PERLAKUAN UJI KALOR BRIKET LIMBAH SAGU UNTUK PEMANFAATAN SEBAGAI BAHAN BAKAR OLEH MASYARAKAT KAMPUNG SENTANI
ABSTRACT: Berdasarkan hasil
tinjauan yang dilakukan di lapangan, bahwa limbah ampas sagu yang dihasikan
dari pengolahan pati sagu, ampasnya dibuang sehingga mencemari lingkungan serta
bau busuk. Untuk mengatasinya dapat diolah atau diproses menjadi briket sebagai
alternatif bahan bakar. Tujuan dari penelitian ini adalah untuk menguji panas
atau kalor briket arang ampas sagu yang telah di proses melalui pencetakan
dengan menggunakan alat pres hidrolik. Briket ini diharapkan nantinya dapat
dijadikan bahan bakar alternatif khususnya dikampung–kampung kabupaten Jayapura
sebagai pengganti minyak tanah. Kemudian penelitian ini dapat memberdayakan
masyarakat bagaimana memanfaatkan limbah ampas sagu yang terbuang untuk
diproses menjadi briket arang. Alat pres yang digunakan pembuatan briket arang
adalah dari dongkrak hidrolik, alat ini dapat dijadikan berbasis skala industri
rumah tangga. Alat ini dapat menghasilkan tekanan dan kerapatan briket yaitu
antara 1.71 ÷ 2.50 gr/cm3 sehingga briket yang dihasilkan dapat dijadikan
sebagai bahan bakar alternatif.
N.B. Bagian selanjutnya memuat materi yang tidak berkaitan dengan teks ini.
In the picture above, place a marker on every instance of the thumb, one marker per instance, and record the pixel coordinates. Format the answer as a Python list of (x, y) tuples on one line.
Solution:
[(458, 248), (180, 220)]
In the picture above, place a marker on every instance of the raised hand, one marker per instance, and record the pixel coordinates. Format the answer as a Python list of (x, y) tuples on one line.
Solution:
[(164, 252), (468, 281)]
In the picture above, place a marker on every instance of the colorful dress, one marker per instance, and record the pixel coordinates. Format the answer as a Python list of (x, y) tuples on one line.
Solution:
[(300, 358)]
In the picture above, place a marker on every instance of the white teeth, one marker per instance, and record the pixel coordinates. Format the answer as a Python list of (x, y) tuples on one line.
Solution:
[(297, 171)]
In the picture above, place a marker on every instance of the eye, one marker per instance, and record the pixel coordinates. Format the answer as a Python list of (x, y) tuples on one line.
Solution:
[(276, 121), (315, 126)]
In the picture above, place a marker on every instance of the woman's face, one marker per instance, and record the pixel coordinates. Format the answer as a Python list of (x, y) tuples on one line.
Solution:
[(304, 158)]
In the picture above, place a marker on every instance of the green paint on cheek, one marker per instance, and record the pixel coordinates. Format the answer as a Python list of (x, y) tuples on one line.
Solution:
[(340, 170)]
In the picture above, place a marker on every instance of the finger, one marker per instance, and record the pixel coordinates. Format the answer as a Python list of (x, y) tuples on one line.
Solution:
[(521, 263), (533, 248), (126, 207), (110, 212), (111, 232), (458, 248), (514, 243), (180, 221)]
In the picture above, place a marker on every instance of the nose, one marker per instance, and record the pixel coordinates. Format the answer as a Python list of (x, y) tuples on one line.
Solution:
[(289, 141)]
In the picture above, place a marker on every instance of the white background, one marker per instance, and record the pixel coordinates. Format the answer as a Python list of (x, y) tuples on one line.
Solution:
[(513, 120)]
Metode penelitian ini dibagi dalam beberapa
tahap sesuai gambar aliran flow chart yaitu mulai dari tahap persiapan alat
pres, pengambilan limbah, pengeringan, proses pengarangan, sampai pada proses
pencetakan dan Pengeringan dan tahap terakhir pengujian panas (kalor). Hasil
pengujian kalor atau panas dari kerapatan briket antara 1.71 ÷ 1.74 gr/cm3
diperoleh nilai kalor sebesar 4164,9404 ÷ 4320,0727 kcal/kg, dari hasil
pengujian tersebut maka dapat direkomendasikan sebagai bahan bakar alternatif
pengganti minyak tanah, karena mempunyai nilai kalor yang cukup tinggi atau
panas. Kemudian limbah tersebut dapat dimanfaatkan sebagai briket arang.